For the first time, the American Urological Assocation is discouraging many men from having prostate cancer screening, and encouraging those who do to consider the harms as well as benefits.
In guidelines issued Friday, the association recommends against routine PSA testing for men before age 40 or after age 70, men of any age with a life expectancy of less than a decade, or average-risk men ages 40 to 54.
Men 55 to 69, and younger men who are at high risk because of their race or family history, should go through "shared decision making" with their doctors to weigh the pros and cons of screening, and their individual values, the guidelines say.
The advice puts the urologists' group - traditionally fervent defenders of the PSA test - more in step with the U.S. Preventive Services Task Force.
A year ago, that influential federal panel said men should abandon routine PSA testing because early detection saves few if any lives, most prostate tumors would never become life-threatening if left alone, and treatment often causes sexual and urinary problems.

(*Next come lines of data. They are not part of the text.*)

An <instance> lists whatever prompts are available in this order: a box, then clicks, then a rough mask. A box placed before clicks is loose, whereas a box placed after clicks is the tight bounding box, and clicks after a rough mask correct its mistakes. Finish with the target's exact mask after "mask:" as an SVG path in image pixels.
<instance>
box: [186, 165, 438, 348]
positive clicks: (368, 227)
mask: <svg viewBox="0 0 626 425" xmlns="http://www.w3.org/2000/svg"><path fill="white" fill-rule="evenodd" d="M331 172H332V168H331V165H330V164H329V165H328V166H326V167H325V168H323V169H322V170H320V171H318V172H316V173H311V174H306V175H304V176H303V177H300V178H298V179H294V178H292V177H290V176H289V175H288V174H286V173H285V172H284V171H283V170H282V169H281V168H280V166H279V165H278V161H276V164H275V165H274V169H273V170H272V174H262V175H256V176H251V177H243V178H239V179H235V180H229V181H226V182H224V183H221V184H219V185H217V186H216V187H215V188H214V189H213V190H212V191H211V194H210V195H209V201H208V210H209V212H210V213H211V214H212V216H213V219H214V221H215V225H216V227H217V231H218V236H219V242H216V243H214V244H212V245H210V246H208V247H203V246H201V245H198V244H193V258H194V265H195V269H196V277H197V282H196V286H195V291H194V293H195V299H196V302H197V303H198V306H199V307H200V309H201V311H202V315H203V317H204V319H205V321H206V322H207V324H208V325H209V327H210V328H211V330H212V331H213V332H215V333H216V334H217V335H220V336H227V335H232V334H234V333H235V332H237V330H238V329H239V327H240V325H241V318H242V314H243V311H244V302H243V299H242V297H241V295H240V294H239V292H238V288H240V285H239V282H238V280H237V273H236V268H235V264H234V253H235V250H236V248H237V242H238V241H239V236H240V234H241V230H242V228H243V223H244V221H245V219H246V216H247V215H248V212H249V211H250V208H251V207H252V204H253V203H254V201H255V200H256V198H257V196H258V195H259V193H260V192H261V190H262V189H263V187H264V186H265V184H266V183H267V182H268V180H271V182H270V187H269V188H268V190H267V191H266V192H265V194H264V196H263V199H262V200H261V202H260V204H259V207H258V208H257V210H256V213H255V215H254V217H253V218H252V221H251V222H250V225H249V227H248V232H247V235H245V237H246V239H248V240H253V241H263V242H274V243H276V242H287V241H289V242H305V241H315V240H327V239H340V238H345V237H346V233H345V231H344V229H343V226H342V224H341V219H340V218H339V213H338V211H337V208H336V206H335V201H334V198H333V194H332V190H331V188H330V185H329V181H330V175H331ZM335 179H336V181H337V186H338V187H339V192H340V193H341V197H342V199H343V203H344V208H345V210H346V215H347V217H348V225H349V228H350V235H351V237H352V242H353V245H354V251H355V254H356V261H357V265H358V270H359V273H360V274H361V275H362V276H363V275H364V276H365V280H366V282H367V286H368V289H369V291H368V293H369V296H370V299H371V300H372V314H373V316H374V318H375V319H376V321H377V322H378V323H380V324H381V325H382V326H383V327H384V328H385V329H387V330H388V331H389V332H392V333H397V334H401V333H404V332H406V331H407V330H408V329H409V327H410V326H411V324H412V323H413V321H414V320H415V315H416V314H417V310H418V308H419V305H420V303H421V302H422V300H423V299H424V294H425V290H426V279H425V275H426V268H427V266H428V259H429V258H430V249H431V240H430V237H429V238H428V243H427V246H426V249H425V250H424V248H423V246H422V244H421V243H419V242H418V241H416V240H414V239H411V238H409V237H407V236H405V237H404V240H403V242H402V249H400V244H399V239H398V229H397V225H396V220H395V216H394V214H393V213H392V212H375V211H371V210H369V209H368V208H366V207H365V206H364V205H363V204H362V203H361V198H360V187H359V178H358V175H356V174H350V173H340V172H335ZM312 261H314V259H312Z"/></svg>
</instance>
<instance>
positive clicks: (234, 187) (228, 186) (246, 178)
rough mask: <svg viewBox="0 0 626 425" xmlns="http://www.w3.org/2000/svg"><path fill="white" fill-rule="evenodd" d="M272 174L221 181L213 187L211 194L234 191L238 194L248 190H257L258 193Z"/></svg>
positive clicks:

It remains to be seen whether rank and file urologists will embrace the guidelines, developed by a committee that spent two years reviewing the scientific evidence. Even if clinicians get on board, shared decision making - a strategy for helping patients choose from several prudent options - can be time-consuming. And some patients would rather just be told what to do.
"I think urologists do what's in the best interests of their patients," said H. Ballentine Carter, the urological oncologist who led the guidelines committee. "Yes, there will be differences of opinion, but the members of the AUA will recognize that a one-size-fits-all approach is not the way to go right now."
The directive doesn't address the practice of offering free PSA testing at public events, but Carter said it is frowned upon.
"It is very, very clear that the panel discourages the use of the PSA test outside the context of shared decision making," he said. "Health fairs and community organizations should not do it."
The nonprofit Prostate Conditions Education Council in Colorado disagrees. As "one of the most successful health screening projects in the world," it brings free or low-cost screenings to 125,000 men a year.
"I call it early detection, not mass screening," said urological oncologist E. David Crawford, chair of the council. "You can call it mass screening; I think it's case-finding."
"It's a money machine," said Richard J. Ablin, 72, an Arizona immunobiologist and a harsh critic of screening. "Without this test, there would be a significant financial impact on the urological industry."
In 1970, Ablin discovered the prostate-specific antigen, a blood protein that can surge with benign as well as malignant prostate gland changes. In 1986, the government approved the PSA test to monitor cancer patients for recurrence after treatment, a use Ablin endorses. But medical and patient groups promoted the test for screening.
The test "is not cancer-specific, there is no reliable PSA level for diagnosis, and it can't distinguish between indolent and aggressive cancers," Ablin said. "But once you take a psychologically healthy man and...tell him he has cancer, his inclination is to cut it out."
Early detection has dramatically reduced the proportion of men who have metastatic disease at the time of diagnosis, from 70 percent in the early 1990s to 3 percent now.
But does that translate to lives saved? The best studies offer different answers. A major U.S. screening study found prostate cancer death rates were the same among screened and unscreened men after 13 years. A major European trial found 1 fewer prostate cancer death per 1,000 men screened over 11 years.
However, that European study also found that 210 out of every 1,000 screened men were sent for a biopsy, fewer than half of whom were found to have cancer. Of 99 who wound up having surgery or other treatment, 40 became incontinent or impotent.
Numerous companies have developed tests intended to improve - but not replace - the PSA test. These assays clarify biopsy results, indicate whether to repeat the biopsy, or assess whether the cancer can be monitored rather than treated.
But the best combinations of tests - not to mention the added costs - are far from clear.
"We've come a long way since 1989," Crawford said. "Basically, the whole controversy comes down to this: We diagnose 240,000 men a year; 30,000 die. How do we focus on that group at risk of dying?"